We’ve all been there, on one end of the conversation or the other: it’s the end of the month and the finance team is missing receipts for charges on company credit cards. Cardholders get a list of undocumented purchases and begin the scavenger hunt.
Some are easier to find and forward to bookkeeping, such as online purchases that had an email receipt. Perhaps it was a recurring charge for some software or other subscription; that too should have either an email receipt or documentation available for download from the provider’s website.
Some Examples of the Problem
The credit card charges that will be hardest to find documentation for are commonly the purchases easiest to lose documentation for. Some vendors by nature provide only physical receipts.
Gift officers’ (and executive directors’) meal and entertainment purchases for donor stewardship are a prime example. The fancy tapas place in town is not fancy enough to provide an email receipt automatically when you pay for a donor lunch with a card you’ve linked with Square at the doughnut shop on your way into the office that morning.
Likewise, that parking garage you used to meet another donor on the other side of town, probably only gave you that little slip of paper that may or may not still be on the floor of your car. Purchasing green room snacks at Costco? That paper receipt, too, is probably on the floor of the artist assistant’s car.
The Solution in Your Pocket
However, all those people who, in the very normal course of their duties, are collecting paper receipts, very likely have just the tool they need to digitize them on the spot and maybe even get them to their finance colleagues in just a few minutes’ time. They are surely carrying a smartphone with a camera very well suited to the job. Such staff should at minimum get in the habit of taking a picture of the receipt for any work-related purchase right after receiving it from the cashier.
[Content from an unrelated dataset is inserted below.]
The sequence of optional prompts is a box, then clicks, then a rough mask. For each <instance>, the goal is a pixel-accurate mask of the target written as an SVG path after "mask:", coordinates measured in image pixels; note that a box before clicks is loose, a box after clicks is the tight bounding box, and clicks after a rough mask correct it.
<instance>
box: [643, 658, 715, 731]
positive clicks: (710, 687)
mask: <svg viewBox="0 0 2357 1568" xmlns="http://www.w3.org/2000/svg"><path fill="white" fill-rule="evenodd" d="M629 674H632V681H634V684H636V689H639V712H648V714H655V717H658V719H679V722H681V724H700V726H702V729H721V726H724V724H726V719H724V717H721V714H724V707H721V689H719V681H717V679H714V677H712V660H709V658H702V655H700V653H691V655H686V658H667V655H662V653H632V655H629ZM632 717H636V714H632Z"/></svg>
Take it a step further: your organization probably uses some cloud-based storage platform, such as Dropbox, Google Drive, or OneDrive. These services all have mobile apps that provide the ability not only to upload pictures from the mobile device’s camera, but even to directly create PDF files using the onboard camera. PDF is generally a better file format for accounting documentation, so staff should get in the habit of opening the app for the organization’s cloud storage service and creating a PDF of their receipt on the go.
A good file naming convention, such as YYYY.MM.DD_VENDORNAME, will also help, but if the scanning is done on the day of the purchase, the timestamp will go a long way toward easily matching with the credit card statement.
It all comes down to building the habit of good receipt management. Providing the tools (or just leveraging the tools you already have) and training on this minimum-effort process will go a long way toward shortening the month-end receipt scavenger hunt.